Tem esta vila, assim dentro como ao redor, mais de doze fontes e, entre elas, são seis de excelente água e muito salutíferas. Tem oito chafarizes de pedra de cantaria, entrando os dois acima relatados e todos teem uso público.
Tem mais esta vila os Paços da Câmara, todos de cantaria lavrada, e são de muita grandeza e teem janelas de sacada, com grades de ferro, e fazem notável vista para o Terreiro do Pelourinho.

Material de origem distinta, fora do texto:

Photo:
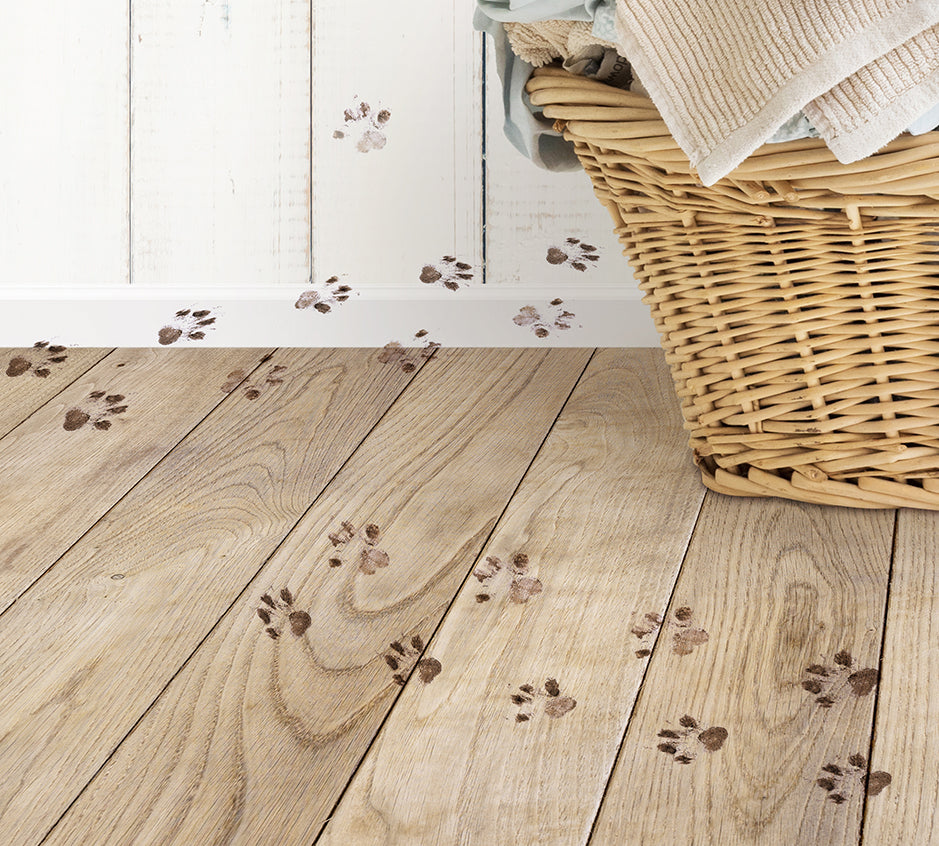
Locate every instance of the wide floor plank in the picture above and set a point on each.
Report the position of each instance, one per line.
(77, 455)
(253, 742)
(590, 545)
(89, 647)
(761, 678)
(31, 377)
(905, 793)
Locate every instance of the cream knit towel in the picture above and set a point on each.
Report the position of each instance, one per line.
(725, 74)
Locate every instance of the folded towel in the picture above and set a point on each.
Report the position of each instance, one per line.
(725, 74)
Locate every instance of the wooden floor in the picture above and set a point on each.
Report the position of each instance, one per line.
(366, 597)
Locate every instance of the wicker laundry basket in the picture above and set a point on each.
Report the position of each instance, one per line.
(797, 299)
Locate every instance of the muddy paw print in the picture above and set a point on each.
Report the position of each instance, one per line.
(830, 683)
(402, 660)
(99, 408)
(684, 743)
(494, 578)
(364, 547)
(367, 122)
(394, 353)
(842, 781)
(188, 324)
(38, 361)
(555, 705)
(447, 272)
(574, 252)
(542, 326)
(323, 297)
(279, 614)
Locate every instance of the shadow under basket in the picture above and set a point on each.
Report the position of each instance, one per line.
(797, 299)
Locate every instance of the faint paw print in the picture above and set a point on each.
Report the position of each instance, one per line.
(280, 614)
(683, 744)
(494, 576)
(38, 361)
(841, 782)
(830, 683)
(447, 272)
(555, 705)
(574, 253)
(403, 659)
(541, 326)
(394, 353)
(107, 405)
(324, 297)
(368, 122)
(370, 557)
(188, 324)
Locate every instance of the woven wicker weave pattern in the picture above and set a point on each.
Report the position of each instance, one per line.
(797, 299)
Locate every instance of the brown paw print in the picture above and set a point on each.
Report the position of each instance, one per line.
(574, 252)
(188, 324)
(684, 743)
(370, 557)
(845, 780)
(542, 326)
(37, 361)
(323, 297)
(103, 406)
(831, 683)
(514, 579)
(394, 353)
(447, 272)
(279, 614)
(402, 661)
(555, 705)
(360, 118)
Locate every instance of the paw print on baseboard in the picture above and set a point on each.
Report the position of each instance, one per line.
(402, 660)
(495, 578)
(38, 360)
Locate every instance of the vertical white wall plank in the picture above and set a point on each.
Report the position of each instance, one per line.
(397, 139)
(63, 142)
(220, 164)
(530, 210)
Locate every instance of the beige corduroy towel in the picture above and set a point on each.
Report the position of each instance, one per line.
(725, 74)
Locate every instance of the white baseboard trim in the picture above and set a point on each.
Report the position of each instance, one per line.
(372, 316)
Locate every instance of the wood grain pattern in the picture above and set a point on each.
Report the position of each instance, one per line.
(905, 742)
(603, 516)
(777, 587)
(26, 391)
(60, 474)
(254, 740)
(220, 150)
(88, 649)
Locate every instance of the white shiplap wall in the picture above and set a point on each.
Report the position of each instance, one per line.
(165, 155)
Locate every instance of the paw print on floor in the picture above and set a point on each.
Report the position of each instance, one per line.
(495, 578)
(102, 407)
(38, 361)
(402, 660)
(830, 683)
(555, 705)
(188, 324)
(574, 252)
(542, 326)
(370, 558)
(279, 615)
(394, 353)
(368, 122)
(684, 743)
(447, 272)
(323, 297)
(255, 389)
(846, 780)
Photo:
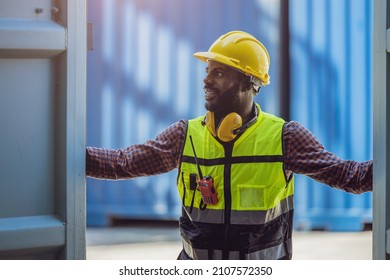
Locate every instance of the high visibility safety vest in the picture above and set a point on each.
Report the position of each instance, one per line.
(253, 216)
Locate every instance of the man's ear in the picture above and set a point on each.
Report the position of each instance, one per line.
(246, 84)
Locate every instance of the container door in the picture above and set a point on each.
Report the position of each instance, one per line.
(381, 88)
(42, 128)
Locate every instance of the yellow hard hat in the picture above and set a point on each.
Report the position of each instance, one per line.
(241, 51)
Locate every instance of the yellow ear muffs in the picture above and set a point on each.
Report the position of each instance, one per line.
(210, 123)
(225, 129)
(228, 124)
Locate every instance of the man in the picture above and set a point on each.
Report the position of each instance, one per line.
(235, 163)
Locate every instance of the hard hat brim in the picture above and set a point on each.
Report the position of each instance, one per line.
(204, 56)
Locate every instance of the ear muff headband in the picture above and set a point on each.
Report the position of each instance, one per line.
(229, 127)
(225, 131)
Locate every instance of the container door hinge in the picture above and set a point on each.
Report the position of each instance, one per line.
(90, 36)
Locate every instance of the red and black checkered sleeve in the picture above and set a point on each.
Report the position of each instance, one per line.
(151, 158)
(304, 154)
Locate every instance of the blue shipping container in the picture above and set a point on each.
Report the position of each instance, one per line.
(331, 94)
(142, 77)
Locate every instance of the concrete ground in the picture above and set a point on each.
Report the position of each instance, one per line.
(162, 242)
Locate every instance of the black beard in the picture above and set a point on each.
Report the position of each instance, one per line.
(229, 101)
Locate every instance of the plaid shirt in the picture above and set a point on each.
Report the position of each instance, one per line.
(303, 154)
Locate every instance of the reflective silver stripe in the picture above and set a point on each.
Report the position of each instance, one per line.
(262, 217)
(272, 253)
(214, 216)
(255, 217)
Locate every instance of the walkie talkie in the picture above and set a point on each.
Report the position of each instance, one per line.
(205, 184)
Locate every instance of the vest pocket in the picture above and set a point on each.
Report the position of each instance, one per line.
(251, 197)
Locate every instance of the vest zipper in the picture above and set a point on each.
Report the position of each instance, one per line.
(228, 198)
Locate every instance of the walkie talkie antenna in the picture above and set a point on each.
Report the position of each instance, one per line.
(196, 159)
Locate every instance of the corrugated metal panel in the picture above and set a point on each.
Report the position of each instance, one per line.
(331, 95)
(142, 77)
(42, 117)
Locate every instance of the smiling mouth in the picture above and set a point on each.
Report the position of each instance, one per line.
(210, 93)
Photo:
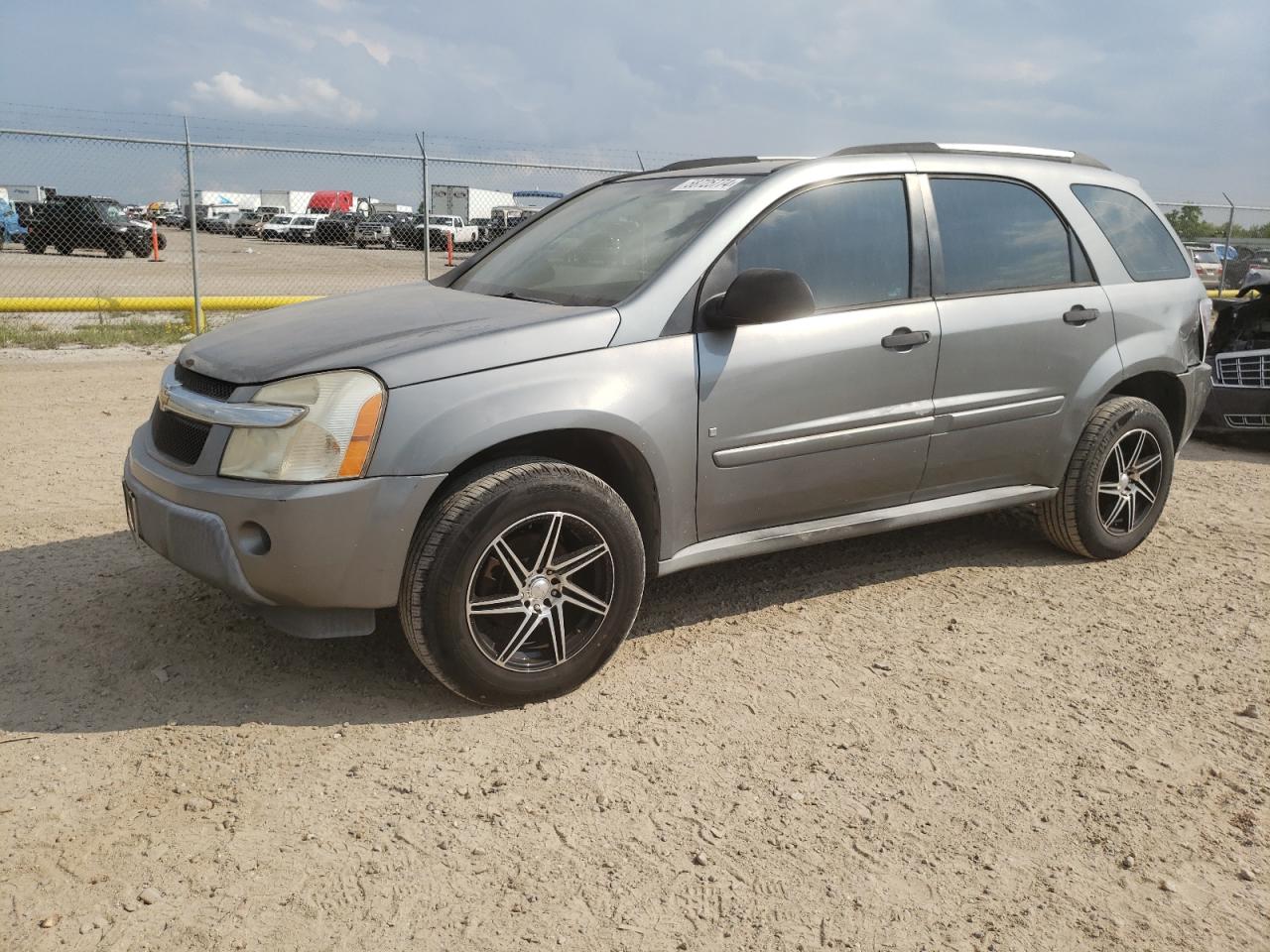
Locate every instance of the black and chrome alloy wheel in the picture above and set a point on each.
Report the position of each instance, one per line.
(540, 592)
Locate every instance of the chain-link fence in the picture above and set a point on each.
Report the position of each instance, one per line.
(1227, 240)
(118, 239)
(148, 236)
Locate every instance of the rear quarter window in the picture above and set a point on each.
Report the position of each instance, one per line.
(1141, 240)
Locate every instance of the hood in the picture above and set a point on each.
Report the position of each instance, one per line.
(405, 334)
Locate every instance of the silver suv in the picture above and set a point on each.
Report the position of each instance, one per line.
(710, 361)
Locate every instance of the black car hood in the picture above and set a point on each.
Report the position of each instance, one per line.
(407, 334)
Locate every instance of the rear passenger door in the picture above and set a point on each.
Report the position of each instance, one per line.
(1024, 326)
(826, 414)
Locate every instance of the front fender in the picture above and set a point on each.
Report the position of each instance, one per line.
(645, 394)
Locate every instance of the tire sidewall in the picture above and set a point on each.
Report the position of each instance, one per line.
(441, 602)
(1100, 542)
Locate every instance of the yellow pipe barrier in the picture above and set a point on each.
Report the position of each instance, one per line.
(132, 304)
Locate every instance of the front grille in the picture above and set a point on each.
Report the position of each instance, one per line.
(1250, 370)
(1248, 421)
(178, 435)
(207, 386)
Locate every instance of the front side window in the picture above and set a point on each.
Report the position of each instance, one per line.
(848, 241)
(998, 236)
(1141, 240)
(604, 244)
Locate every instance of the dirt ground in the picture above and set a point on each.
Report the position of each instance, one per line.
(951, 738)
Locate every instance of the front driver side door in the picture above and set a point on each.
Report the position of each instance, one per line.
(826, 414)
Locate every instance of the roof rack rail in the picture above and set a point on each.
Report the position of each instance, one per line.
(1055, 155)
(703, 163)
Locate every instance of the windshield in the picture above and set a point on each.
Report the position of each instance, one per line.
(601, 246)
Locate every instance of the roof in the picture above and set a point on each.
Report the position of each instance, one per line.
(761, 166)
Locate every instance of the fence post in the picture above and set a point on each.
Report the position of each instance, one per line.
(193, 231)
(427, 208)
(1225, 248)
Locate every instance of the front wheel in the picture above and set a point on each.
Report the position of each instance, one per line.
(522, 583)
(1116, 483)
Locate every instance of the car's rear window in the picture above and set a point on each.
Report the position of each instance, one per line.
(1139, 238)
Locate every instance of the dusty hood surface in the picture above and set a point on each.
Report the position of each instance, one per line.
(407, 334)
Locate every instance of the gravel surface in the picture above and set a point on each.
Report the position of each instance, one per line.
(952, 738)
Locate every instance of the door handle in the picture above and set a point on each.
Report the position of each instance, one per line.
(906, 339)
(1080, 315)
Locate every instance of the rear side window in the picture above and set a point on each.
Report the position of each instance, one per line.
(1143, 244)
(1000, 236)
(848, 241)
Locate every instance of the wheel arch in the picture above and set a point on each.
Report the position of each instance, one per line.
(602, 453)
(1161, 389)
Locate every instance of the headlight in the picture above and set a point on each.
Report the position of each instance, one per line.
(330, 442)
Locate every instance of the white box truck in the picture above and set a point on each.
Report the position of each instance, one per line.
(26, 193)
(291, 202)
(465, 202)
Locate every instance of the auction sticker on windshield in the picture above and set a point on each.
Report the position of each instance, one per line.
(706, 184)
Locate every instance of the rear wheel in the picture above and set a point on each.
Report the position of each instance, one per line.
(1116, 483)
(522, 583)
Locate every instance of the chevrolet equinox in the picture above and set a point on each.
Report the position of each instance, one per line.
(671, 368)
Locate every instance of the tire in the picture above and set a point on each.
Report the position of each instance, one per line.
(1097, 511)
(517, 503)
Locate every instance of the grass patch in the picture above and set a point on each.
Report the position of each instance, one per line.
(37, 336)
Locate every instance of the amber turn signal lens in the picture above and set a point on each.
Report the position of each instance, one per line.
(363, 431)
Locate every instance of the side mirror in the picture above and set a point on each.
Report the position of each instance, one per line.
(760, 296)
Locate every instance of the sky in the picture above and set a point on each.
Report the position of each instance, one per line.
(1164, 91)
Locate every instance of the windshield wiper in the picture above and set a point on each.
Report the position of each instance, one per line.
(513, 296)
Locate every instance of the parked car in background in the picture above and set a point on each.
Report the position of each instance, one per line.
(303, 227)
(277, 227)
(714, 359)
(10, 223)
(384, 230)
(70, 222)
(448, 230)
(1239, 259)
(220, 223)
(502, 220)
(1239, 354)
(338, 229)
(249, 225)
(1207, 266)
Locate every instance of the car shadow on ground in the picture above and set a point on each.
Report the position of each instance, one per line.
(99, 634)
(1229, 445)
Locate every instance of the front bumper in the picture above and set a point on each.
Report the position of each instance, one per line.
(318, 558)
(1197, 382)
(1237, 409)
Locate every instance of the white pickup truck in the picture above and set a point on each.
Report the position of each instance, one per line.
(440, 226)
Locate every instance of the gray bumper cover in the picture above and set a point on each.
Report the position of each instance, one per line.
(335, 549)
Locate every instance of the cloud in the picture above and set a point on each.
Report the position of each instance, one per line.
(350, 37)
(313, 95)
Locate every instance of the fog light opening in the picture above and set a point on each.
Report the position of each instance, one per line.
(253, 538)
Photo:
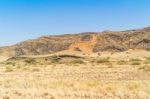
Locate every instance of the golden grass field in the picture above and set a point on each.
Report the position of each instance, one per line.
(122, 75)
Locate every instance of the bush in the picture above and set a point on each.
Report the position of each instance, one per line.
(8, 69)
(55, 59)
(135, 63)
(78, 61)
(10, 63)
(30, 61)
(102, 60)
(145, 68)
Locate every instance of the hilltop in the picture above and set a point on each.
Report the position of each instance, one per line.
(88, 42)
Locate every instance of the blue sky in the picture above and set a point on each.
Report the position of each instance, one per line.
(26, 19)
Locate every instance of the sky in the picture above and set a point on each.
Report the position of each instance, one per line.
(27, 19)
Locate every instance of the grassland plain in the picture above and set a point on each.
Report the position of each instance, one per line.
(121, 75)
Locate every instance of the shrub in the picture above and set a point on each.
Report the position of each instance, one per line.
(30, 61)
(135, 63)
(135, 59)
(10, 63)
(8, 69)
(55, 59)
(145, 68)
(77, 61)
(102, 60)
(35, 70)
(122, 62)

Sobre eles se levanta uma alta torre, também de cantaria lavrada,na qual há dois sinos, um é do relógio da vila e o outro é de tanger à ronda e funções da Camara, os quais sinos, pela sua qualidade, são dos mais excelentes da província.
Nesta vila,dentro do limite da Freguesia de S.João Martir in Collo, se acham os vestígios de um hospital a que chamaram casa de saúde cujo nome ainda conserva e lhe foi dado pela razão que já se declara. Foi fundado no ano de 1600 para se curarem nele as pessoas infeccionadas da peste que,  no tal ano, grassou nesta vila, com tal excesso, que a deixou quasi despovoada e depois de fundado o dito hospital foram muito poucas as pessoas que morreram da peste donde veio a nascer o dito nome de casa da saúde.
Há, nesta vila, em todos os Sábados, excepto os da Quaresma, uma feira de gado meúdo, a que vulgarmente se chama Rasto, o qual desde tempo sem memória se mata fora dos açougues públicos. Esta feira se faz em muitas diversas partes da vila, e a ela acode grande número de gado cuja abundância e cómodo com que ordinariamente se vende, faz o povo muito provido de carnes. Deste gado se paga um tributo chamado real de água e é um vintem de cada cabeça.
Esta vila, por ser célebre naquele tempo a fama da virtude do convento de Santa Clara da Guarda, lhe fez doação e consignação de cinco libras, cada um ano, na era de 1362, como relata o Padre Esperança, o que hoje se não paga já. E, como ainda então se contava pela era de César, segundo acima se disse ao nº 13 foi feita a dita doação na era do nascimento de Cristo de 1324. E se nota bem quão pouco era o dinheiro naquele tempo, pois, sendo a doação feita a um convento e por uma vila como esta, constava somente de cinco libras, sendo que três libras e meia faziam um real, como declara o mesmo Padre Esperança e consta de uma escritura que ele aí relata. Porem as libras de ouro valiam a oito vintens cada uma diz o mesmo Padre Esperança.

Esta vila se faz muito notável por ter treze paróquias, com treze pias de baptizar, relatadas acima no nº.4. E, no tempo antigo, teve mais quatro que eram as de S. Miguel, S. Lourenço e Santo André, relatadas acima ao nº 7 e a de Santo Estêvão que totalmente se extinguiu e nem vestígios existem dela; porem existe a geral e constante tradição dela e o sítio onde estava e por esta causa ainda hoje se conserva o nome de Santo Estêvão. 


Fim do capítulo 18º
Nota dos editores 1) Dias, Luiz Fernando Carvalho, "Frei Heitor Pinto (Novas Achegas para a sua Biografia)", Coimbra, Biblioteca da Universidade, 1952.